Devant nous : des couleurs pastel et cinq jeunes danseuses et danseurs assis en indien. Ils parlent en anglais, qu’en anglais, et mon bilinguisme n’est pas de taille. Ils parlent de leur processus de création, de la salle, du plancher, des éclairages; tournant en dérision le fait de créer (on a créé les mouvements, les décors, comme les taches sur le plancher et les insignes de sortie de secours, plaisantent-ils).

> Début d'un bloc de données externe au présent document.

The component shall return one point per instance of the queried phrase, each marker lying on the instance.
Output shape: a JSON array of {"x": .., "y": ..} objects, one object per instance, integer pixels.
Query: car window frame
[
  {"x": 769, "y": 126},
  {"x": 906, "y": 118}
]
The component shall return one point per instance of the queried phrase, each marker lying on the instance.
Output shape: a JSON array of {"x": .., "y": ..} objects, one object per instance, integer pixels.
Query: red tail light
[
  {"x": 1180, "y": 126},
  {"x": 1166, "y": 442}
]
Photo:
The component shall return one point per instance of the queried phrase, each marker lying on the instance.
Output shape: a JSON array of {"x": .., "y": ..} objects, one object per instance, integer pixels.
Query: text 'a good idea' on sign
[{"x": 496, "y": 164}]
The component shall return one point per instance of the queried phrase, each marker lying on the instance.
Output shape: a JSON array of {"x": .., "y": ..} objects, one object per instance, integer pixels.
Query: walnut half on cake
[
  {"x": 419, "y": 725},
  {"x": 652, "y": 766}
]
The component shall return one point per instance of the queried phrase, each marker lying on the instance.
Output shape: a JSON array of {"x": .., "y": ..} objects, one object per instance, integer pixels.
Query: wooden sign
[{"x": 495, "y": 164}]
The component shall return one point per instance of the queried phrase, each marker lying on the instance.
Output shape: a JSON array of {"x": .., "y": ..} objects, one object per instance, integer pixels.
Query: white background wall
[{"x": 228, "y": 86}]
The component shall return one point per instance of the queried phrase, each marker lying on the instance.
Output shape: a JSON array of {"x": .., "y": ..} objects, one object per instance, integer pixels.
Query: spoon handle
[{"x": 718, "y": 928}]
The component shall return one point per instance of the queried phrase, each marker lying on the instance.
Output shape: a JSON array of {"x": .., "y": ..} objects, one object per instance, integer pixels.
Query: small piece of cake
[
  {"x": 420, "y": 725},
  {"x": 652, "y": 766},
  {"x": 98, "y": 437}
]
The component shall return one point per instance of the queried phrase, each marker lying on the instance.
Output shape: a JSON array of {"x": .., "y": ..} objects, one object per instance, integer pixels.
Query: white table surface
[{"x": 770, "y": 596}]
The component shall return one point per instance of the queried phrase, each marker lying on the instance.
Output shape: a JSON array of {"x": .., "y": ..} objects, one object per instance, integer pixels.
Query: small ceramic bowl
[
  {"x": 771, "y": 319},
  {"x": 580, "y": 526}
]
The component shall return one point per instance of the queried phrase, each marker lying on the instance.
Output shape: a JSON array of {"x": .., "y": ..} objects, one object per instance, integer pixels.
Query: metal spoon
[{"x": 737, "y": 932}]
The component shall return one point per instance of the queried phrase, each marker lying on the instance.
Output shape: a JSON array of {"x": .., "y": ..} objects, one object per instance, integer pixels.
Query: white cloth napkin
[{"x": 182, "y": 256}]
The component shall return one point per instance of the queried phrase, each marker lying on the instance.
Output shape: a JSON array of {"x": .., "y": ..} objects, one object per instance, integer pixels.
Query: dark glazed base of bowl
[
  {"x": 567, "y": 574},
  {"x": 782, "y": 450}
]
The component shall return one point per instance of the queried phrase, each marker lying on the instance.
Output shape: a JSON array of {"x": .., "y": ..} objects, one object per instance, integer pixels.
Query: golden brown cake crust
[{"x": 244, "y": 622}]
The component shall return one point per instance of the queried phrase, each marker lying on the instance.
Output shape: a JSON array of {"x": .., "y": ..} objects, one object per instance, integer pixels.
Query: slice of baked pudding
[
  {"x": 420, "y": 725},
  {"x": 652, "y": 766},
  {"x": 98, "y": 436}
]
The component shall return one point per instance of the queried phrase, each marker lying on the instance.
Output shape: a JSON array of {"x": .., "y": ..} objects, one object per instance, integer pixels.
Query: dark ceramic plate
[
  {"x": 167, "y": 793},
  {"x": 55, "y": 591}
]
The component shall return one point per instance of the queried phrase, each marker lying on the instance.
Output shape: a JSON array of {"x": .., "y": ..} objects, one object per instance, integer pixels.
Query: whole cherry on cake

Ils parlent, et je ne comprends pas tout, mais les gens rient dans salle.

Pendant les 45 minutes qui suivront, ils feront des mouvements en loop, mimant parfois d’être en répétition. Les musiques changent, parfois plus entraînantes, parfois plus laconiques. Ce qu’il y aura de « traditionnel », ce seront les thèmes mis en chorégraphie: le je vs le nous, le corps isolé vs les corps massifiés, et la répétition des mouvements,  parfois microscopiques. C’est là la tradition au pays de la danse contemporaine…

En fait, cher Traditional dance, je ne crois pas que je ne t’ai pas « compris ». Par contre, je ne t’ai pas « senti ». J’ai été en contact direct avec ta danse, sans passer par tes répliques. Et je ne t’ai pas senti. Peut-être es-tu, toi, dans la mouvance se demandant ce qu’est la danse… Dans ce cas, ton questionnement, tu me l’as dit, plus que je n’ai été affectée par lui en te voyant danser. Je te reverrais bien, pour donner une seconde chance aux couleurs pastel et à ton style. Il a un petit je ne sais quoi d’impayable.